Abstract:
This study explores how demographic factors and risk tolerance collectively influence
investment decisions among individuals in the Colombo District, Sri Lanka. Investment
behavior is fundamental to personal financial growth, making it essential to understand what drives individuals’ choices. This study addresses knowledge gaps regarding the impact of demographic variables, such as age, gender, income, and education, on risk tolerance and investment decisions. A quantitative approach was employed, utilizing descriptive statistics, correlation analysis, and regression modelling to evaluate the data gathered from Colombo District residents. The results revealed that age and income significantly affected risk tolerance, with younger and higher-income individuals demonstrating a more robust risk appetite.
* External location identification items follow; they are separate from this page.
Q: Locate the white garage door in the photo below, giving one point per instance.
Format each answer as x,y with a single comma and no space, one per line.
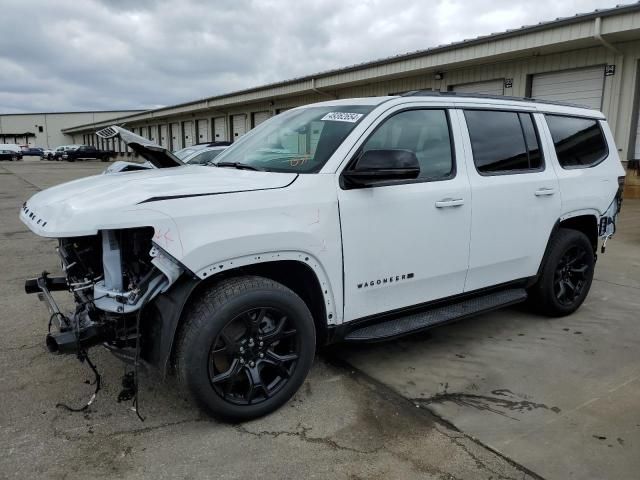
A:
219,129
490,87
582,86
187,128
259,117
203,131
174,132
163,135
239,123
This heightened risk tolerance subsequently influences investment decisions, suggesting that such individuals are more inclined to pursue higher-risk investments. However, the findings also indicate variability in how demographic factors impact investment choices, highlighting the need for customized financial advisory services that consider demographic characteristics and individual risk tolerance. This study’s insights have practical implications for financial planners, supporting the development of personalized investment strategies that align with client demographics and risk profiles. Despite the study’s contributions, it acknowledges certain limitations, including a focus on one geographic area, which may limit the generalizability of the findings. Additionally, self-reported data may introduce response biases as individuals overstate or understate their risk tolerance and investment behaviors. Future research should expand beyond Colombo District and explore additional demographic and behavioral variables to enhance the understanding of investment decision-making factors.